Here is an image with an arrow pointing to the item I can't quite identify. It looks like a transformer but I'm not exactly sure. 
https://doc-0k-1s-docs.googleuserco...7925024&hash=6oatf7433vvlqotdhqf110k7insh7jmk


Thanks,
Ddraig


----------



## Basementgeek (Feb 7, 2005)

Link is bad.

BG


----------



## Ddraig (Jul 10, 2009)

Which one? 

How about this one? https://docs.google.com/leaf?id=0B-YWUnb2xBZoYjdjMWUzYWEtYzE3MS00NDNmLWE3Y2ItZTdhZGI0MGEzOWQy&hl=en


----------



## Done_Fishin (Oct 10, 2006)

it's a choke that is part of the line filter. 

it comprises two windings in parallel, one on the phase input, one on the neutral input & (along with capacitors on the same circuit) filters out unwanted frequencies from the incoming power line and those created by the switch mode power supply from being injected upline onto the electricity supply.

Because the windings are in parallel, any electrical noise that tries to pass through it and is present on both windings is zeroed ..


----------



## Ddraig (Jul 10, 2009)

Done_Fishin said:


> it's a choke that is part of the line filter.
> 
> it comprises two windings in parallel, one on the phase input, one on the neutral input & (along with capacitors on the same circuit) filters out unwanted frequencies from the incoming power line and those created by the switch mode power supply from being injected upline onto the electricity supply.
> 
> Because the windings are in parallel, any electrical noise that tries to pass through it and is present on both windings is zeroed ..

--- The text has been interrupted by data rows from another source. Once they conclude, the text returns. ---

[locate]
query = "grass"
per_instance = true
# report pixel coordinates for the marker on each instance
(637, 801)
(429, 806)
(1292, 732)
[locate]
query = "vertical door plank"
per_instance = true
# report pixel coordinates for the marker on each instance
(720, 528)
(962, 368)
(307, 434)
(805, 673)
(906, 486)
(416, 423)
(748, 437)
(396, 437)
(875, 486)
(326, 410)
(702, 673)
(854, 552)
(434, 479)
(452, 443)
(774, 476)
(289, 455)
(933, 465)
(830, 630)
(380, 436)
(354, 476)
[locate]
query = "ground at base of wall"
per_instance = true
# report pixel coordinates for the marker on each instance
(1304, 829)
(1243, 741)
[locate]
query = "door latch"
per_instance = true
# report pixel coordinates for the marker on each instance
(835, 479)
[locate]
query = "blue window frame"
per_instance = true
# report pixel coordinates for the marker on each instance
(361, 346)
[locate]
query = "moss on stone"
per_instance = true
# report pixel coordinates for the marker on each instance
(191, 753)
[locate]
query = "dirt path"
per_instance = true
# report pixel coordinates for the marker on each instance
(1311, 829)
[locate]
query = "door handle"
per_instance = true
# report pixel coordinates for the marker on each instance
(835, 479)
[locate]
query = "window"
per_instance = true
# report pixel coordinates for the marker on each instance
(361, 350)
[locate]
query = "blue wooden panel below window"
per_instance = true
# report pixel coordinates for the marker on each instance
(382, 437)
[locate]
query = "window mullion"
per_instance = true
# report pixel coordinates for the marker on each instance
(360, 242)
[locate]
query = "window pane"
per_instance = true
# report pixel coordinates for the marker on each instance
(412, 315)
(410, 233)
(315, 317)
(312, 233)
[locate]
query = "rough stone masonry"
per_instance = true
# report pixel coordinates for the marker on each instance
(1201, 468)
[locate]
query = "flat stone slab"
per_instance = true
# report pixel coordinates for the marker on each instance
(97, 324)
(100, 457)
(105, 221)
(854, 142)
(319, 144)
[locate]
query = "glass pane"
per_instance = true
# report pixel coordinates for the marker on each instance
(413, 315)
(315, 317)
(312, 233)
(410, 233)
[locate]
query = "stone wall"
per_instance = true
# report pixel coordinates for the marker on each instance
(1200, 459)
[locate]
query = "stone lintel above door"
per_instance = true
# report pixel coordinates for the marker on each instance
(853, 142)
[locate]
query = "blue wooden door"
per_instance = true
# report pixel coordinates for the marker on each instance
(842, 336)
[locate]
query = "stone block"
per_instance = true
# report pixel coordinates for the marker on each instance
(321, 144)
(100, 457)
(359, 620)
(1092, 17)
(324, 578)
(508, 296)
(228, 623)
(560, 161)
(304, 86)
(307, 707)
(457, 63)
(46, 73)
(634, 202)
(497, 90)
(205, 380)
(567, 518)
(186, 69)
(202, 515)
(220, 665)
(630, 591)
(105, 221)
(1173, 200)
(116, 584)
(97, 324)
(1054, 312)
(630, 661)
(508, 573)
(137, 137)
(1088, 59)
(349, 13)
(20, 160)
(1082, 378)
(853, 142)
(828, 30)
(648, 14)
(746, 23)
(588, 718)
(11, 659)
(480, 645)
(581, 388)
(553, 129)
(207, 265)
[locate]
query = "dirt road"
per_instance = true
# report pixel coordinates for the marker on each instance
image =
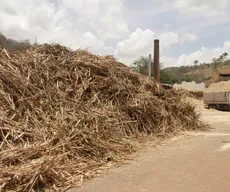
(192, 162)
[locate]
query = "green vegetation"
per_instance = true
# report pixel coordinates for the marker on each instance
(199, 72)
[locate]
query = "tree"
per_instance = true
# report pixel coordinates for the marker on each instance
(196, 62)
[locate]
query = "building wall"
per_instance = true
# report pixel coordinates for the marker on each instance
(225, 78)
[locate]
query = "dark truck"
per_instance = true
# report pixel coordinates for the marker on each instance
(217, 100)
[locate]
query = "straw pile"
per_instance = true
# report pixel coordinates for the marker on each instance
(65, 114)
(223, 86)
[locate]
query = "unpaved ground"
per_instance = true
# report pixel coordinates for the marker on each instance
(192, 162)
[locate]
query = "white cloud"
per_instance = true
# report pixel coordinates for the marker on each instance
(140, 43)
(206, 7)
(196, 8)
(202, 55)
(82, 23)
(188, 37)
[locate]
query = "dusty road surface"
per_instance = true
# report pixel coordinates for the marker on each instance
(192, 162)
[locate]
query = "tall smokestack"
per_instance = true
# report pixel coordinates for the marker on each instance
(156, 60)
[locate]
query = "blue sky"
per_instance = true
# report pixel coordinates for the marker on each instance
(188, 29)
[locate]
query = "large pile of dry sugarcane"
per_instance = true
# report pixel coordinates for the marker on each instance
(65, 114)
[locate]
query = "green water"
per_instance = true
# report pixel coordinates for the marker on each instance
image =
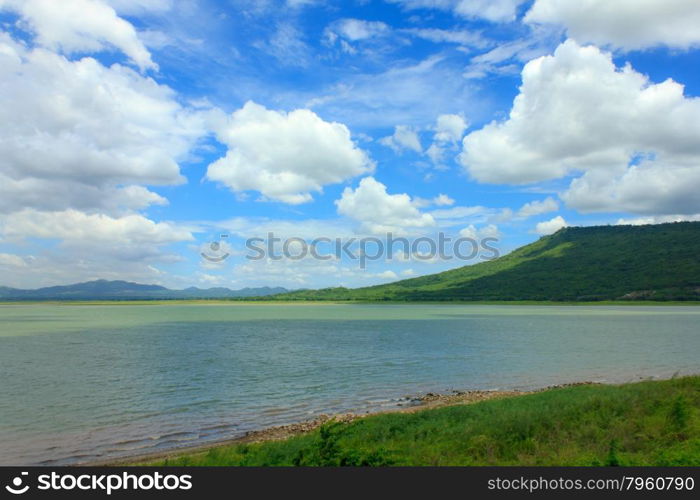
(87, 382)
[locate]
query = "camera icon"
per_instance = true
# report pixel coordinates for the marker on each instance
(216, 250)
(16, 487)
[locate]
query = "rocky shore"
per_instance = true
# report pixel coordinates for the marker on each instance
(407, 404)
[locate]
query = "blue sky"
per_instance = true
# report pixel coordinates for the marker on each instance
(134, 133)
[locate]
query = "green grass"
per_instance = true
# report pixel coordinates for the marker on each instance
(645, 423)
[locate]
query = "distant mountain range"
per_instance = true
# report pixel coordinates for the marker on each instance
(125, 290)
(652, 262)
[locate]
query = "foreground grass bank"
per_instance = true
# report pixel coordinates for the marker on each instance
(645, 423)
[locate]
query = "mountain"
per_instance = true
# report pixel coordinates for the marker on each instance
(652, 262)
(125, 290)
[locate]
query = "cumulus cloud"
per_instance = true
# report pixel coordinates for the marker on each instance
(285, 156)
(404, 138)
(80, 26)
(491, 10)
(538, 207)
(636, 142)
(379, 211)
(641, 221)
(551, 226)
(627, 24)
(442, 200)
(90, 246)
(73, 226)
(78, 134)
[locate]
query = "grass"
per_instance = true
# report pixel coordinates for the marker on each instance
(645, 423)
(248, 301)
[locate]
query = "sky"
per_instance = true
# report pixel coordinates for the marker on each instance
(150, 140)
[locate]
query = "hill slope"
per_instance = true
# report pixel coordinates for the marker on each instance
(125, 290)
(654, 262)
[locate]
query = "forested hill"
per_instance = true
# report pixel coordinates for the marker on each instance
(652, 262)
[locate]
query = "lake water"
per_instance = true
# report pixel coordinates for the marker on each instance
(81, 383)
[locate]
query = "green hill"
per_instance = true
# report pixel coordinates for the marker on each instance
(652, 262)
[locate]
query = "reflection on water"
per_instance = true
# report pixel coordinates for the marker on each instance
(79, 383)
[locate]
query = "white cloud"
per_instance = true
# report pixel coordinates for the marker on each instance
(404, 138)
(628, 24)
(551, 226)
(640, 221)
(491, 10)
(90, 246)
(358, 29)
(78, 134)
(287, 45)
(639, 149)
(398, 95)
(80, 26)
(379, 211)
(461, 37)
(442, 200)
(538, 207)
(488, 231)
(450, 128)
(285, 156)
(140, 6)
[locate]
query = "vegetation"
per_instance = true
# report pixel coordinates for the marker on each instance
(645, 423)
(653, 262)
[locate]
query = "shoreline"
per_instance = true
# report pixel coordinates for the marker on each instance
(301, 303)
(413, 404)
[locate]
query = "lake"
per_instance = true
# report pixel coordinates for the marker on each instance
(86, 382)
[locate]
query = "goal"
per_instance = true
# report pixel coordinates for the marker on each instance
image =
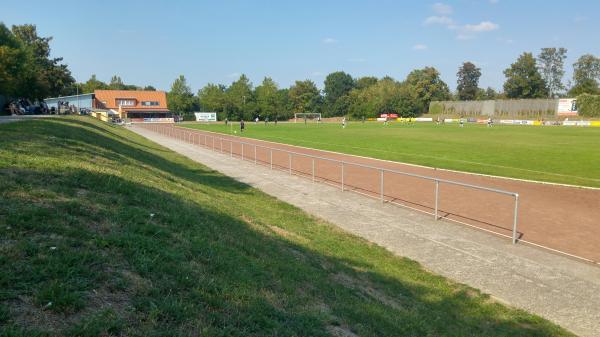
(308, 116)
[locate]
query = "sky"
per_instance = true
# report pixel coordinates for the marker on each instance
(153, 42)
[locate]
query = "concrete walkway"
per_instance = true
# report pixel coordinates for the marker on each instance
(558, 288)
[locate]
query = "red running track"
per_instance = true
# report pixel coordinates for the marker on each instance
(562, 218)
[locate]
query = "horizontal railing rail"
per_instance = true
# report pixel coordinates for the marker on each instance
(188, 135)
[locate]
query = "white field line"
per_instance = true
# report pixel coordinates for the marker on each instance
(423, 166)
(354, 190)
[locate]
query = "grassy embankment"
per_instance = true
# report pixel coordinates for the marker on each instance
(105, 233)
(554, 154)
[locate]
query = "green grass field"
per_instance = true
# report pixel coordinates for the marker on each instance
(103, 233)
(554, 154)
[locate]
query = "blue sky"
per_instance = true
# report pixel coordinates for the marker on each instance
(152, 42)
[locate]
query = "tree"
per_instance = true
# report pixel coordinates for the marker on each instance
(45, 76)
(468, 81)
(523, 80)
(489, 94)
(212, 98)
(586, 73)
(425, 85)
(305, 97)
(267, 99)
(180, 99)
(365, 82)
(116, 83)
(385, 96)
(14, 60)
(239, 101)
(93, 84)
(551, 66)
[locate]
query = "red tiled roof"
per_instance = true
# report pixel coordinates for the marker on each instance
(107, 99)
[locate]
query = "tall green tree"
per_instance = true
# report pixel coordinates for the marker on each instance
(212, 98)
(240, 101)
(15, 72)
(93, 84)
(337, 86)
(426, 85)
(468, 81)
(305, 97)
(364, 82)
(46, 76)
(385, 96)
(116, 83)
(586, 74)
(551, 63)
(523, 80)
(180, 98)
(267, 99)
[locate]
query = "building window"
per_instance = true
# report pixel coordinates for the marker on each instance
(125, 102)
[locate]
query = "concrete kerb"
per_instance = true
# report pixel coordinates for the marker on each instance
(512, 237)
(553, 286)
(403, 163)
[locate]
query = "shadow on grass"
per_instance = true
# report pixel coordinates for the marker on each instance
(140, 260)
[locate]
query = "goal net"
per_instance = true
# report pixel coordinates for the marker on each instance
(307, 116)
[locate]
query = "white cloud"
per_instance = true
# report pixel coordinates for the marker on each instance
(441, 8)
(483, 26)
(357, 59)
(439, 20)
(329, 40)
(464, 37)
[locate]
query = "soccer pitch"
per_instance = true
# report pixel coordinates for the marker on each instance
(568, 155)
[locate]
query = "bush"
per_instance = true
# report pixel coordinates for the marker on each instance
(588, 105)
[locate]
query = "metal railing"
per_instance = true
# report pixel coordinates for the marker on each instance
(210, 141)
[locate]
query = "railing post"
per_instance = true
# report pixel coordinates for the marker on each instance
(515, 219)
(381, 186)
(437, 189)
(342, 176)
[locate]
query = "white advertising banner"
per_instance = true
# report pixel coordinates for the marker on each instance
(567, 107)
(206, 116)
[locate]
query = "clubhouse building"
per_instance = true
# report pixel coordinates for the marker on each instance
(137, 106)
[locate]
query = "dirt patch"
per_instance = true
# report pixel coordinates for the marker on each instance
(288, 235)
(24, 312)
(366, 288)
(339, 331)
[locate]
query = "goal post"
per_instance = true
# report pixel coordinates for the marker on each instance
(307, 116)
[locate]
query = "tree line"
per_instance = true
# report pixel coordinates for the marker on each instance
(28, 71)
(530, 76)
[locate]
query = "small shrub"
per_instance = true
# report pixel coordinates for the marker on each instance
(588, 105)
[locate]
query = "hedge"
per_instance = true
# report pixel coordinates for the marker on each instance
(588, 105)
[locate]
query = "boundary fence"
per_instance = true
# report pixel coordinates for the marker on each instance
(248, 151)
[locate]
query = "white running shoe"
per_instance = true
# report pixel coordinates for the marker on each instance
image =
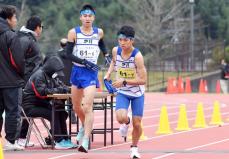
(134, 153)
(22, 142)
(123, 130)
(13, 147)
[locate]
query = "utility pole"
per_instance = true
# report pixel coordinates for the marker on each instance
(192, 34)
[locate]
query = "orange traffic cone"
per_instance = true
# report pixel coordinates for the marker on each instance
(188, 88)
(201, 86)
(1, 150)
(180, 85)
(100, 86)
(205, 86)
(170, 85)
(218, 88)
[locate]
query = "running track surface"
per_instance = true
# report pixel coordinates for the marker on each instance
(211, 142)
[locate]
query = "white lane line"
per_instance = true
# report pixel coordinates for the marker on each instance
(151, 138)
(193, 148)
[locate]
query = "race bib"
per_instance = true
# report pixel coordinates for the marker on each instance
(126, 73)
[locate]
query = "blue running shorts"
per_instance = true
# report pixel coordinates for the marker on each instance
(81, 77)
(137, 103)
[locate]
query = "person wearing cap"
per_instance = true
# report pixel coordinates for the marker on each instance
(128, 63)
(11, 81)
(36, 104)
(83, 47)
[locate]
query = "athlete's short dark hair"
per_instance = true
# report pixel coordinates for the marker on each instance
(33, 23)
(128, 31)
(87, 7)
(7, 11)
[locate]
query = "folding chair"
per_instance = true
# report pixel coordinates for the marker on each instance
(33, 127)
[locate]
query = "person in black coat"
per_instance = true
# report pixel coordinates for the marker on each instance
(36, 104)
(12, 72)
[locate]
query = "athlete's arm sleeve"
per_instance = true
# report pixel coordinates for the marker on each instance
(70, 56)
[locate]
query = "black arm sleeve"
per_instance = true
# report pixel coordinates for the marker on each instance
(70, 56)
(102, 47)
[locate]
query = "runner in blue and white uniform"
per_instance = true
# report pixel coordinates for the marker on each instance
(83, 48)
(128, 63)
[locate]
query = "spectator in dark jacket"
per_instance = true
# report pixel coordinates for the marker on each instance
(11, 71)
(28, 36)
(36, 104)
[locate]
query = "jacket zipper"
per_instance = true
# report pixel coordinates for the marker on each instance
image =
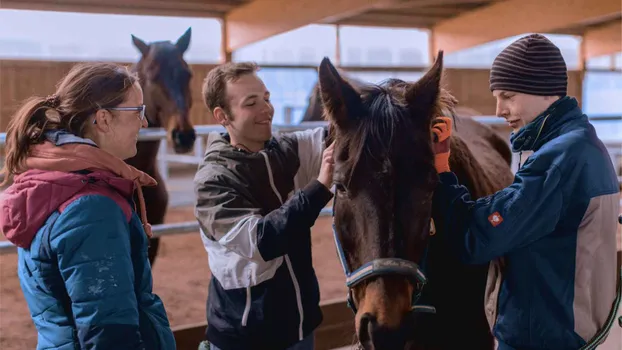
(287, 261)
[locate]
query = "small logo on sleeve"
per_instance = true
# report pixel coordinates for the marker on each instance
(495, 219)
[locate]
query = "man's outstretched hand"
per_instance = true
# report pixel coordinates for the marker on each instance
(441, 129)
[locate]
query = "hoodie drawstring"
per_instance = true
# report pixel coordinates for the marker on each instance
(143, 210)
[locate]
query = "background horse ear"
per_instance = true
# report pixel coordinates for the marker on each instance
(423, 96)
(341, 101)
(184, 41)
(140, 45)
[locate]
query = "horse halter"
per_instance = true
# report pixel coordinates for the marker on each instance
(384, 266)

Yep that sounds about right, what's the technical name of it do you happen to know a good manufacturer? The one I have looks like it is melted and I need to replace it.


----------



## Done_Fishin (Oct 10, 2006)

Common mode line filter choke or just line filter choke

check out electrical / electronic stores .. ideally pou should get exactly the same type from the MAnufacturer or their representative since the choke & associated capacitors should have been designed for the equipment.

since you say that it looks damaged and in particular melted you will need to ask yourself why that has happened .. if too much current was passed through it and it ooked you need to know why so that yo can prevent it from happening again. Possibly the wrong frequency or maybe something else is overloading the circuit??


----------



## Ddraig (Jul 10, 2009)

Cool thanks,

Only electronics store we have near by is Radio Shack, and they are not that great when it comes to knowledge or anything of the sort.

I've been looking on mouser.com but so far haven't had much luck. I'll probably take it off the board today or tomorrow and see if I can find a serial number on it. 

:grin:


----------



## Done_Fishin (Oct 10, 2006)

look for a part number but since it's a sharp TV better get in contact with them and ask for details giving whatever details you have about the TV set.

Don't forget that it's possible you might find something only the pins won't fit the holes in the board. Since we are talking Mains Voltage it's important that not only you get the correct part but also that you fit it correctly too!

Take care & good Luck.


----------